London Show Rooms at Tranoï Week
On Saturday the 19th of January, we visited a cold but beautiful Paris to attend the London Show Rooms at TRANOÏ WEEK. Built as an area of expression and exchange between designers, buyers and press, come over to discover a selection of high talented designers. Once again, TRANOÏ WEEK is delighted to welcome the highly renowned selection of London showrooms. London based designers will incarnate the best of a best of British design, and show their latest collection.
LOVERBOY: AW19 “Darling Little Sillies”:
AW19 represents an illustrative reconstruction of the 1920’s and its androgynous Bright Young Things. The long, lean flatness of Art Deco fashion plates is echoed in dropping waists, lengthened silhouettes, hand-drawn prints, cloche-hat hair and twin-stitched tailoring. There are lashings of trash-to-treasures jewellery á la Nanacy Cunard; playfully irreverent stuffed-fox tippets; millinery evocative of Erté; underscored in spirit by the jolly frivolity of Cecil Beaton’s portraits of his fast, fearless BYT set and balloon-clad “Book of Beauty” subjects.

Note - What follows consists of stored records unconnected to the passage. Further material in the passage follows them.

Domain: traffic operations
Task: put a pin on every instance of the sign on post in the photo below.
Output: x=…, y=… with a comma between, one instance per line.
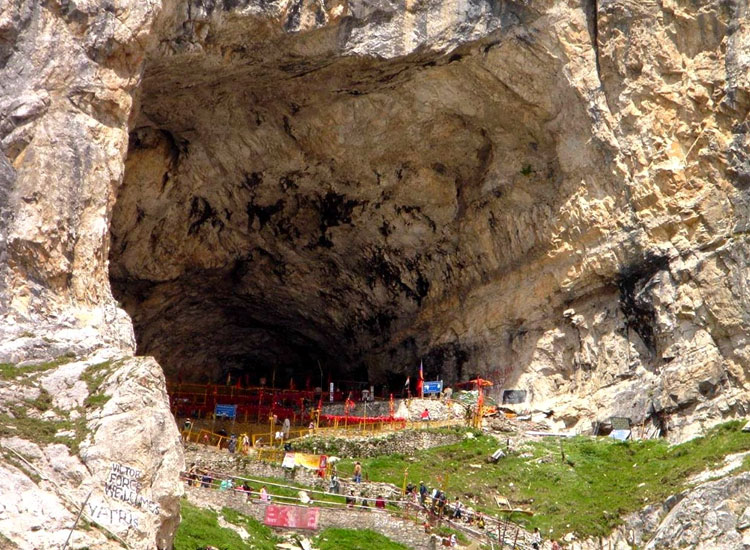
x=295, y=517
x=226, y=411
x=433, y=387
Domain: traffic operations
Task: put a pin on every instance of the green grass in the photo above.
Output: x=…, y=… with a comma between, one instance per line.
x=10, y=371
x=600, y=481
x=200, y=527
x=351, y=539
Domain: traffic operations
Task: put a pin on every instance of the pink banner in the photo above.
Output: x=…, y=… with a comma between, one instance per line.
x=292, y=516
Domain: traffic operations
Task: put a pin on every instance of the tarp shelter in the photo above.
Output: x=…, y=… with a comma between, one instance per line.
x=307, y=461
x=433, y=387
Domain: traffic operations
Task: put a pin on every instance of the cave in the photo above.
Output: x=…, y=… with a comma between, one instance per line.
x=287, y=213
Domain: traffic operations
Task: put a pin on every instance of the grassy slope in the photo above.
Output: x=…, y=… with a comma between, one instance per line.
x=600, y=481
x=200, y=527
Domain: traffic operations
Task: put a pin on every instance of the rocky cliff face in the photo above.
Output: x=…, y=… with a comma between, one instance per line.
x=549, y=193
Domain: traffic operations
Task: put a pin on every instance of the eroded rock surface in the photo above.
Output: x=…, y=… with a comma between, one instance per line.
x=95, y=434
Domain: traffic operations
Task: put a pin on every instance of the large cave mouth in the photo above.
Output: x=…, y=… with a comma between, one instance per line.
x=298, y=218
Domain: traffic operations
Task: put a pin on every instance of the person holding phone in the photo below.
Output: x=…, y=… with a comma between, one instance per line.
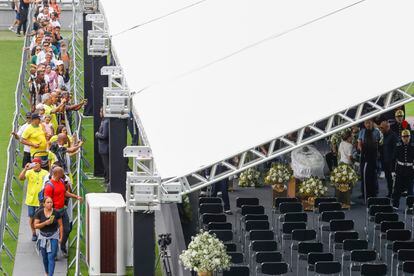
x=49, y=222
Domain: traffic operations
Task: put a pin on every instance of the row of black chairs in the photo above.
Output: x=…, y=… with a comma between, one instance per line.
x=341, y=230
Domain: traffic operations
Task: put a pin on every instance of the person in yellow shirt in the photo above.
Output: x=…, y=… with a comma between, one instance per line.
x=35, y=137
x=51, y=109
x=35, y=176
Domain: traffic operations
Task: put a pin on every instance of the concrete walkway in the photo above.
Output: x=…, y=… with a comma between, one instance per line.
x=27, y=261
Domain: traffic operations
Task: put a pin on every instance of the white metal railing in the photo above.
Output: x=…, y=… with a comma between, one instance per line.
x=13, y=151
x=76, y=45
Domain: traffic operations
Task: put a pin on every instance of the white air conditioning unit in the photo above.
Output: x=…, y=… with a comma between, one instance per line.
x=105, y=233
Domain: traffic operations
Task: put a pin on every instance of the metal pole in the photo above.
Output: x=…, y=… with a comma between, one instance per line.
x=144, y=241
x=98, y=83
x=117, y=162
x=87, y=64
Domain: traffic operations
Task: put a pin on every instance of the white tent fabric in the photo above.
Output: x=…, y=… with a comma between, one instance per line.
x=201, y=34
x=267, y=90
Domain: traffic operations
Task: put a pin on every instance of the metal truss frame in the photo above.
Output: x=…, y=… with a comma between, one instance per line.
x=279, y=146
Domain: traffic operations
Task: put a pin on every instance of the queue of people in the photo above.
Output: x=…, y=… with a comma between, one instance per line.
x=381, y=146
x=48, y=146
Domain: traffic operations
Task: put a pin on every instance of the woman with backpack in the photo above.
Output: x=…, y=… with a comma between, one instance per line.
x=49, y=222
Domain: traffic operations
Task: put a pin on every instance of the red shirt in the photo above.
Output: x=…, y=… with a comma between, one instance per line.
x=57, y=193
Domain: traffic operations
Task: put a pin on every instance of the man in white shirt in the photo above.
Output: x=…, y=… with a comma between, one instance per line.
x=345, y=148
x=18, y=135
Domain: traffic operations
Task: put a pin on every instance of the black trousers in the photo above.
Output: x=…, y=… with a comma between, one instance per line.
x=23, y=21
x=403, y=181
x=388, y=167
x=67, y=228
x=26, y=159
x=105, y=162
x=369, y=182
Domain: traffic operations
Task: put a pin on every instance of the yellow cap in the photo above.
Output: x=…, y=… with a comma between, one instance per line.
x=399, y=113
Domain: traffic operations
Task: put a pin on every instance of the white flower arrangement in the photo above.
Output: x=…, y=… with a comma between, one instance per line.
x=344, y=177
x=278, y=173
x=205, y=253
x=312, y=187
x=250, y=178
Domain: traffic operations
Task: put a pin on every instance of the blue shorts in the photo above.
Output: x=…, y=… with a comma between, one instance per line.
x=32, y=210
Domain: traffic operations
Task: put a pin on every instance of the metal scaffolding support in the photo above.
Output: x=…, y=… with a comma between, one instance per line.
x=281, y=145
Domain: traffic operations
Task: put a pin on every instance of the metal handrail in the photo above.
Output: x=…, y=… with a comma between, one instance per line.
x=13, y=149
x=77, y=94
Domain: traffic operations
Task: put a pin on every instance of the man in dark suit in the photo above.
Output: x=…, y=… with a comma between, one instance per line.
x=103, y=144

Graphic symbols and pagan fairies are transformed into embellishment on flapper dresses. One raw-edged dress is cut from singular piece of fabric, seamless in it’s seamless in its inception and construction. The LOVERBOY tartan is seen through myriad ways, a mohair coat with chunky hand-stitched chain seams; melded with shepherd’s check on a Chelsea-collared trench; kilting pleats occasionally peeping out of skirts, bias-cut on chain-seamed patchwork dress.

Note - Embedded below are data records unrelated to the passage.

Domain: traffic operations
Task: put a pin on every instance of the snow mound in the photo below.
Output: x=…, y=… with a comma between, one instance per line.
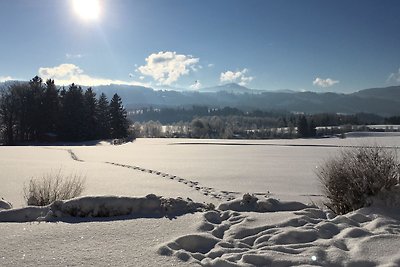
x=105, y=206
x=5, y=205
x=300, y=236
x=252, y=203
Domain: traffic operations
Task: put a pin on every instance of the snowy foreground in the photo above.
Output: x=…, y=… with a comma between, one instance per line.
x=112, y=226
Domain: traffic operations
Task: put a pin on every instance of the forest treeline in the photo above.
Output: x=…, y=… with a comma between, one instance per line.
x=37, y=111
x=205, y=122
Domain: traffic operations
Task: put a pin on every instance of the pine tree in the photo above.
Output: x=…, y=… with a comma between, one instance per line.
x=302, y=126
x=72, y=114
x=103, y=118
x=118, y=122
x=51, y=107
x=90, y=114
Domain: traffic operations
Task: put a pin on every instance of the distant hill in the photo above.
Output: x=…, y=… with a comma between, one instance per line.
x=382, y=101
x=389, y=93
x=232, y=88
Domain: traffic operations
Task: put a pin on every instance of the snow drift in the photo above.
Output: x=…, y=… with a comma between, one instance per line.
x=290, y=234
x=104, y=206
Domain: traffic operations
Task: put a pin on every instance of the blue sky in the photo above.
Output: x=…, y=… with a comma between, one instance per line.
x=316, y=45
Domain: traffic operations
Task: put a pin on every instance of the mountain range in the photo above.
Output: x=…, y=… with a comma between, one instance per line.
x=382, y=101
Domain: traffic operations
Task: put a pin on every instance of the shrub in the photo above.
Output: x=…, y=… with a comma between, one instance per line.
x=53, y=186
x=348, y=180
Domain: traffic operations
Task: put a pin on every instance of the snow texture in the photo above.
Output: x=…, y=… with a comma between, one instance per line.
x=105, y=206
x=298, y=235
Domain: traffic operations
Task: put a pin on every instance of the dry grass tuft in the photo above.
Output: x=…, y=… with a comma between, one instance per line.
x=53, y=186
x=349, y=179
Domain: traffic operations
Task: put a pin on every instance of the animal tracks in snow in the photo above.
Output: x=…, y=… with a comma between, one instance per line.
x=207, y=191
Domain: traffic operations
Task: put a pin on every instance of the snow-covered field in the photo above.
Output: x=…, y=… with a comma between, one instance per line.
x=275, y=230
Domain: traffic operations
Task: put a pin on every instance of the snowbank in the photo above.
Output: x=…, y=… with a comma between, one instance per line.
x=104, y=206
x=252, y=203
x=291, y=234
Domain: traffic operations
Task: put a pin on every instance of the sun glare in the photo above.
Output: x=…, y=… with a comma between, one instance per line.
x=87, y=9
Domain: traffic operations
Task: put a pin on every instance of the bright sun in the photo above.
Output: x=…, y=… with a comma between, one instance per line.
x=87, y=9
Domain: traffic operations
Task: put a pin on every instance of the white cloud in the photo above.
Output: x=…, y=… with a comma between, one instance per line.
x=324, y=82
x=6, y=78
x=167, y=67
x=69, y=56
x=65, y=74
x=394, y=77
x=237, y=77
x=196, y=85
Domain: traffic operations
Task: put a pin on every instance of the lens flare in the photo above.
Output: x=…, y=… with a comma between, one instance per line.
x=87, y=9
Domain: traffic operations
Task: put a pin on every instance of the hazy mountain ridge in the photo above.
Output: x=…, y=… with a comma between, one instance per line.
x=383, y=101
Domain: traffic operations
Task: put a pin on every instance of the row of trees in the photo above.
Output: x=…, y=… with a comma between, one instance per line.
x=38, y=111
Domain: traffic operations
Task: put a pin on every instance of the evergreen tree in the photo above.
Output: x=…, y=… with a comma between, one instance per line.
x=302, y=126
x=72, y=128
x=51, y=107
x=90, y=114
x=103, y=118
x=312, y=131
x=118, y=122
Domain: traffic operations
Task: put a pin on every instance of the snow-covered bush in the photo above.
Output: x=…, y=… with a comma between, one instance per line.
x=5, y=205
x=53, y=186
x=351, y=178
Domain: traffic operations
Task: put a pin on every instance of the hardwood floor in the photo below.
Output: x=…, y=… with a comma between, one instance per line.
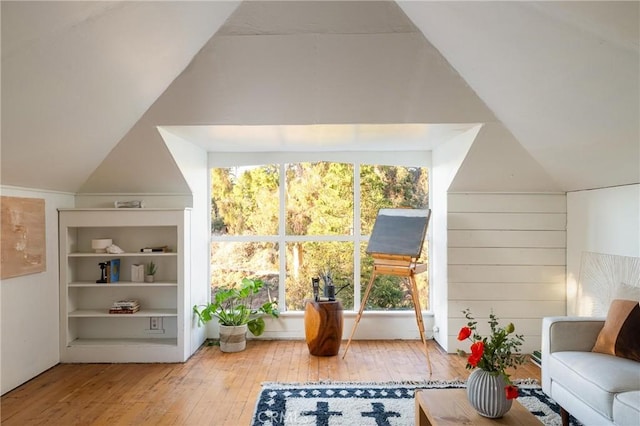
x=213, y=388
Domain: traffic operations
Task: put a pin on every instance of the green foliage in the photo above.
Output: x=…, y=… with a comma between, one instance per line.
x=496, y=352
x=232, y=306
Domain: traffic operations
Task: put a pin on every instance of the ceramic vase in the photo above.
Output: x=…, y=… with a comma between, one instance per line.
x=487, y=395
x=233, y=338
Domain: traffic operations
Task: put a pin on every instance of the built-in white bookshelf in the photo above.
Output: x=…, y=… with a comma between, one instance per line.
x=160, y=330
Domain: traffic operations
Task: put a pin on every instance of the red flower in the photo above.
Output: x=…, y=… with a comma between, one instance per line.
x=473, y=360
x=511, y=391
x=477, y=348
x=465, y=332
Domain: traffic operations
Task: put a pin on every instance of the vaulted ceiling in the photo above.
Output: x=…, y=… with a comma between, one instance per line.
x=83, y=81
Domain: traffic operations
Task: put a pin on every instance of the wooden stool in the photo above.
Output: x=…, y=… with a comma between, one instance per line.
x=323, y=327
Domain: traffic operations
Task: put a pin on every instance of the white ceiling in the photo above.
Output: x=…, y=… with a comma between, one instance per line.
x=562, y=77
x=319, y=137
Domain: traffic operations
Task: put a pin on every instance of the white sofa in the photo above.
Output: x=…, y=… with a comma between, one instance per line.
x=595, y=388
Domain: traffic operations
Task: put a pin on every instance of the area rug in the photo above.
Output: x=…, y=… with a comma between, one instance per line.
x=376, y=404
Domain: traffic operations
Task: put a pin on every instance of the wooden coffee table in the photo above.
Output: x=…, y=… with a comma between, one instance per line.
x=438, y=407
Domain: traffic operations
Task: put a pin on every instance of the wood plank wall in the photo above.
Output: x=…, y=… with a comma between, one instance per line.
x=506, y=253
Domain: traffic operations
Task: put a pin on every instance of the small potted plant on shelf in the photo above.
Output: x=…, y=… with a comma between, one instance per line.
x=233, y=309
x=150, y=272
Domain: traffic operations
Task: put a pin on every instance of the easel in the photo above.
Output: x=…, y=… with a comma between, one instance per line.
x=400, y=265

BETHANY WILLIAMS: AW 19 “ADELAIDE HOUSE”
British designer Bethany Williams presents her collection “Adelaide House” following in the environmental and socially enterprising foundation laid with her SS19 collection “No Address Needed to Join”. Working in collaboration with Adelaide House, a woman’s shelter based in Liverpool, one of only six such facilities in the country. Adelaide House provides a safe place for women leaving prison with various needs including domestic violence and homelessness. Bethany has also worked alongside Giorgia Chiarion, who has illustrated the women of Adelaide House and created abstract paintings inspired by Liverpool’s landscape.
Liverpool was the first city in the UK to have social housing. The city forms inspiration for the collection, as well as the number of female, socially engaged politicians that have helped support their community. In an interesting twist on the ongoing discourse around gender, when a man buys a piece from this collection, the proceeds go to supporting some of society’s most vulnerable women. To support Adelaide House, Bethany is donating 20% of the profits from this collection. As with every season the collection will be produced from recycled and organic materials. Bethany has worked alongside Liverpool’s The Echo Newspaper, utilizing their waste. For example see the coat pictured below made entirely out of recycled newspapers – an incredible piece!